The other big thing is scale. Large allocators need to cut huge checks. You're not going to invest into small HFs because the numbers don't pencil out. Its either gonna be a small check, which people dont want, because its a waste of resources for diligence to deploy a small chunk of capital, its not really going to move the needle even if they did and the fund crushes it because the allocation is small, and they dont want to be large percents of funds. Therefore they are going to stick with the bigger HFs. I believe it was calipers that said they were exiting HF investments in part because they had too much to deploy and couldn't hit the scale they needed.
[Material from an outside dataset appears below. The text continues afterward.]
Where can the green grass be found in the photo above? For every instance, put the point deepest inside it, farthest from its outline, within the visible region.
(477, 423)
In regards to beating the market, as other have stated, for a small strategy its certainly possible. Though its really in part to taken on way more risk than being better per se. Not that there is anything wrong with doing so. But with scale its just way harder to consistently have large amounts of capital deployed and out performing.

I also don't blame people for harping on the 2/20 fee structure - this would go for PE too. Dont get me wrong, I'm a beneficiary, but its a really weird system. If an engineer determines a new way to spec something that saves 100mm a year, they dont get paid more than their normal salary yet on the buyside there is a massive uptick in comp. I think capital is really what makes money and being a steward of it isn't as hard as people make it out to be - at least at the high ends of the comp range. At a minimum, HFs should have the PE style 8% hurdles. Kinda funny you can make 3% on year as still take 20% of that.

 

This is a great post and a must read. Thanks for the contribution. SB

I used to do Asia-Pacific PE (kind of like FoF). Now I do something else but happy to try and answer questions on that stuff.